On Wed, Sep 4, 2019 at 3:58 PM Jeff Janes <jeff.janes@gmail.com> wrote:
On Wed, Sep 4, 2019 at 1:30 PM Fredrik Blomqvist <fredrik.blomqvist.95@gmail.com> wrote:
Hi,

I have tried doing some research for quite a while on the performance implications of the built-in upsert (INSERT ... ON CONFLICT UPDATE...) when a lot of upserts are made. The scale is something like 1 million records/hour, that is split up in groups of around 300 records each.

How is that done?  300 single-valued insert statements, grouped into on transaction?  one 300-valued insert statement?

It's done using one 300-valued insert.
 
 
So far, one hypothesis is that this project seems to be suffering from the large amount of writes that happen constantly since even if the upsert results in no inserts/updates, the "failed" inserts from the upsert will still get written somewhere (according to our knowledge).

You can suppress redundant updates with a trigger, as described https://www.postgresql.org/docs/current/functions-trigger.html.  This works even for updates that are the result of insert..on conflict..update.  There is still some writing, as each tuple does get locked, but it is much less (at least from a WAL perspective).   You can also put  a WHERE clause on the DO UPDATE so it only updates is a field has changed, but you have to list each field connected with OR.
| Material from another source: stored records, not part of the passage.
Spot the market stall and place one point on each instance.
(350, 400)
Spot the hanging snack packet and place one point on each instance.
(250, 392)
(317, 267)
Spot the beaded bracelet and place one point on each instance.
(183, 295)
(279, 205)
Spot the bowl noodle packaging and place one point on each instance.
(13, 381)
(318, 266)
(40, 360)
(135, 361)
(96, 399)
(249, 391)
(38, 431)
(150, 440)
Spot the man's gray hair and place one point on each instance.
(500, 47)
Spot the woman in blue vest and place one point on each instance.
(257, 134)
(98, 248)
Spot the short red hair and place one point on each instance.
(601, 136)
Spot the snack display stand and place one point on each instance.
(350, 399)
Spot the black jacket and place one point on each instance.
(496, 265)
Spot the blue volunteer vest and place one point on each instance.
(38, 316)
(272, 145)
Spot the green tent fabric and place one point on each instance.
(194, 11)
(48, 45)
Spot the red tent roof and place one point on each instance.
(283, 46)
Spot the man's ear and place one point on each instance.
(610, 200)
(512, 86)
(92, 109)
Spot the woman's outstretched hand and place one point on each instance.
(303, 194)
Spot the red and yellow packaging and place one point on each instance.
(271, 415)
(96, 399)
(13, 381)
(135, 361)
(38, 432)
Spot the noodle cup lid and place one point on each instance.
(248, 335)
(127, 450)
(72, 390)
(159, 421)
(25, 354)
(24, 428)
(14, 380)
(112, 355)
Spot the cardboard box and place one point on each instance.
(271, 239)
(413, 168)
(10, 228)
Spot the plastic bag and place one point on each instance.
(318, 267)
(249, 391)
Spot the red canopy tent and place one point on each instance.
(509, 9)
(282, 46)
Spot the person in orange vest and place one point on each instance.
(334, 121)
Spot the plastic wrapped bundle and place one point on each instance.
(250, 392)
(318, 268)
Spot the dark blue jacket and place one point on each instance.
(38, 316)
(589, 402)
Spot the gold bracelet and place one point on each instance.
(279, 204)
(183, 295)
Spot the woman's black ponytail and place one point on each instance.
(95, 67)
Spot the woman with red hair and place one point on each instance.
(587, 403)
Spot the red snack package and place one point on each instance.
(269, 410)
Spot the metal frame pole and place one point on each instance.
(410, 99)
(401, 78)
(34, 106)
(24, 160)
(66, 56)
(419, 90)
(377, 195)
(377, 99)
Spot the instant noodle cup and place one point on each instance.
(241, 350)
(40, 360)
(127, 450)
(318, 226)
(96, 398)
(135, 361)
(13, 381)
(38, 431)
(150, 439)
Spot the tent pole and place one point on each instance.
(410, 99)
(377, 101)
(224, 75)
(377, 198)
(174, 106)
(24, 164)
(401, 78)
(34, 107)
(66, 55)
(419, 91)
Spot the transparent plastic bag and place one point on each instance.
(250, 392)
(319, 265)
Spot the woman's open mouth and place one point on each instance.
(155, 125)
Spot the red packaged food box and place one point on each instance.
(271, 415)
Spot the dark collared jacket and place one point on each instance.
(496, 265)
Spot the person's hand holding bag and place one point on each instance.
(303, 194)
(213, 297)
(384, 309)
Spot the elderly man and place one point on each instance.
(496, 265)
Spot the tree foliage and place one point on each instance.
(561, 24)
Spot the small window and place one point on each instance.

Didn't know about the trigger method, handy. We were planning on utilizing the WHERE clause to prevent unnecessary updates, so I suppose that will make the situation slightly better. However, we are still left with the unnecessary insert, right? If all 300 values already exist and are up to date, there will be a failed insert that will have to be vacuumed, right? Which in turn means that we'd probably need to tune the auto vacuuming to a more aggressive setting if we want to use this kind of upsert. 
 
Therefore, the idea is to utilize old-fashioned upserts (writeable CTEs) and do more granular operations that can make sure to only insert data that doesn't already exist, and only update data that has actually changed. Naturally, however, this will put more read-load on the DB and increase query complexity.

It shouldn't put a meaningful additional read load on the database, as the ON CONFLICT code still needs to do the read as well.  Yes, it makes the code slightly more complex.

Right, okay. Based on what I have told you so far, would you recommend going with the old-fashioned upsert or the built-in one? Or is there some other key information that could swing that decision?